I have a photo of my young parents and me in two feet of snow beside a snowman. It was Christmas, and our world was blanketed with a serene stillness as I watched my parents toss snowballs and scoop snow into a bowl to make my first snow ice cream. Afterward, each year, in childlike wonder, I looked for snow at Christmas time.
In winter, our small house was heated by a coal stove and when the windows frosted over, my younger sister and I would write our initials on the panes and peer out to watch for snowflakes.
Or we’d lie in the living room floor under our aluminum Christmas tree and watch the revolving light turn its branches red, green and gold. One year daddy saw a huge roll of wrapping paper fall off a truck. He retrieved it and for years all our presents were encased in it.
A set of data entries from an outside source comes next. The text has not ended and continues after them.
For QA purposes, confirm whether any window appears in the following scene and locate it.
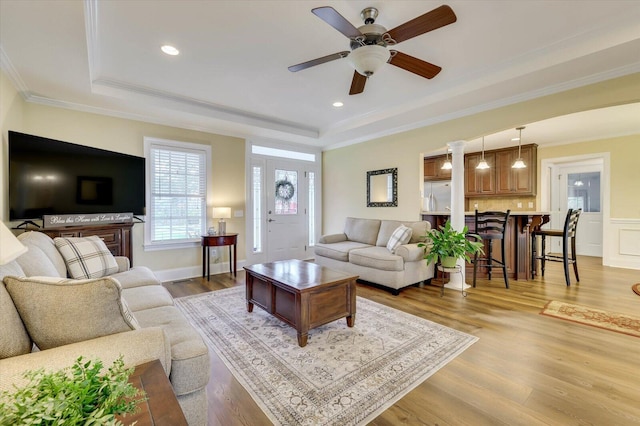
[144,138,211,249]
[251,166,262,253]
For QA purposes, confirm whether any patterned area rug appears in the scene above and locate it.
[540,300,640,337]
[176,286,478,426]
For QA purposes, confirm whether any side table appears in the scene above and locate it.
[202,234,238,281]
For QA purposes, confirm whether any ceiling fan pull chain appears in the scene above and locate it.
[382,33,398,44]
[353,36,367,46]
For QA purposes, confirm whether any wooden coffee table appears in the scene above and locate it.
[244,260,358,347]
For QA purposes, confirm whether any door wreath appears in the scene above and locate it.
[276,178,296,201]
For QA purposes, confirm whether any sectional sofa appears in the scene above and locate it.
[315,217,434,295]
[0,232,210,425]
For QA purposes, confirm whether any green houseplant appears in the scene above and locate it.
[0,356,146,426]
[418,220,484,268]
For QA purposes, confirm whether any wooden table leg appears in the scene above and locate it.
[347,314,356,327]
[202,245,207,278]
[298,332,309,348]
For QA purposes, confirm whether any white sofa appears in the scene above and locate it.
[315,217,434,295]
[0,232,210,425]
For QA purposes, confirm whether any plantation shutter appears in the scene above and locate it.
[148,144,207,243]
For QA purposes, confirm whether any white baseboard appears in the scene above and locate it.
[153,260,246,283]
[603,219,640,269]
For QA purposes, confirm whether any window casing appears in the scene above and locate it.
[144,138,211,250]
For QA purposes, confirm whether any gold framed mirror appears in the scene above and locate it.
[367,167,398,207]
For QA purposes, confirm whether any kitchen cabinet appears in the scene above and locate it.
[424,155,451,181]
[464,152,496,197]
[495,145,538,196]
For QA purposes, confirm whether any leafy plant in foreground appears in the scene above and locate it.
[0,356,145,426]
[418,220,484,264]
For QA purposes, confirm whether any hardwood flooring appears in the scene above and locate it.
[165,257,640,426]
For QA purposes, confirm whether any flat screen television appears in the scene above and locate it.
[9,131,145,220]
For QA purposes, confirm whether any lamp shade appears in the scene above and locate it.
[0,222,28,265]
[476,158,490,170]
[347,44,391,77]
[212,207,231,219]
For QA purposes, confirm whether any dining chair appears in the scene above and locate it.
[473,210,511,288]
[531,209,582,287]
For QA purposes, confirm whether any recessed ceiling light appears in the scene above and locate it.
[160,44,180,56]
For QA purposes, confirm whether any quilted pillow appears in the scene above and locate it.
[53,235,118,279]
[387,225,413,253]
[4,277,140,349]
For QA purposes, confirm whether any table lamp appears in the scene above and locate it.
[213,207,231,235]
[0,222,27,265]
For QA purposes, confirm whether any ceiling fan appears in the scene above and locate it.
[289,5,457,95]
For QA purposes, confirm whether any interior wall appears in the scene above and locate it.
[0,70,25,221]
[322,74,640,234]
[0,70,246,278]
[538,135,640,219]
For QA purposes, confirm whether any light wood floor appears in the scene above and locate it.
[165,257,640,426]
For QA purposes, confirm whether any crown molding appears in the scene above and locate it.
[0,45,30,101]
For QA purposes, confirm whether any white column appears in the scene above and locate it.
[445,141,471,290]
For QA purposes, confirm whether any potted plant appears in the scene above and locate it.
[418,220,484,268]
[0,356,146,426]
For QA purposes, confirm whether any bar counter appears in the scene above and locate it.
[422,210,550,281]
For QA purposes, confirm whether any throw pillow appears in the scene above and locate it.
[387,225,413,253]
[53,235,118,279]
[4,277,140,349]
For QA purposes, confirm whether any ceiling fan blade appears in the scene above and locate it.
[389,50,442,78]
[349,71,367,95]
[289,50,349,72]
[388,5,458,43]
[311,6,362,38]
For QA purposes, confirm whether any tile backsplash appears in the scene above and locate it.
[465,197,538,211]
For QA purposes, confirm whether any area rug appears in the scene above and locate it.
[176,286,478,426]
[540,300,640,337]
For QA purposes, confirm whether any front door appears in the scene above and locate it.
[552,164,603,257]
[266,159,308,262]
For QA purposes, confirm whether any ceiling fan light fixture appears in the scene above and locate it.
[160,44,180,56]
[347,44,391,77]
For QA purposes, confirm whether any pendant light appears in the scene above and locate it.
[440,148,453,170]
[511,126,527,169]
[476,136,489,170]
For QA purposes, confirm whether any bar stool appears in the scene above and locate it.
[531,209,582,287]
[473,210,511,288]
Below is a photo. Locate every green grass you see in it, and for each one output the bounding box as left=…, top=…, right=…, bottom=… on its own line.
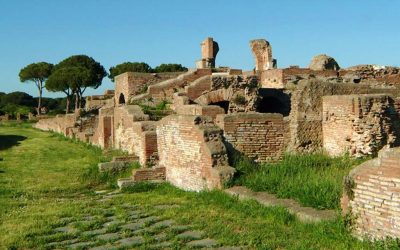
left=234, top=154, right=365, bottom=209
left=0, top=125, right=398, bottom=249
We had a Christmas program at our small church, complete with carols, a tree and Santa doling out gifts. He would call the children by name and we would each receive a gift that our parents had slipped in, and ours was always a box of chocolate covered cherries.
Afterward, when we stepped into the crisp night air’ we scanned the skies, looking for snow clouds.
With Christmas only a day away, soon our family will gather to open gifts, read the Nativity story, eat tons of food and play games.
The weatherman says it will be clear and cold, with not even a hint of snow.
But hopefully, a huge orb of a moon will hang over our slough on the lake, bathing the water and our point with a layer of silver.
Already, with bare trees silhouetted against a dark sky and pine trees dressed out in black lace, a feeling of enchantment has invaded my world.
For once again, I am amazed at the peace and wonder of Christmas.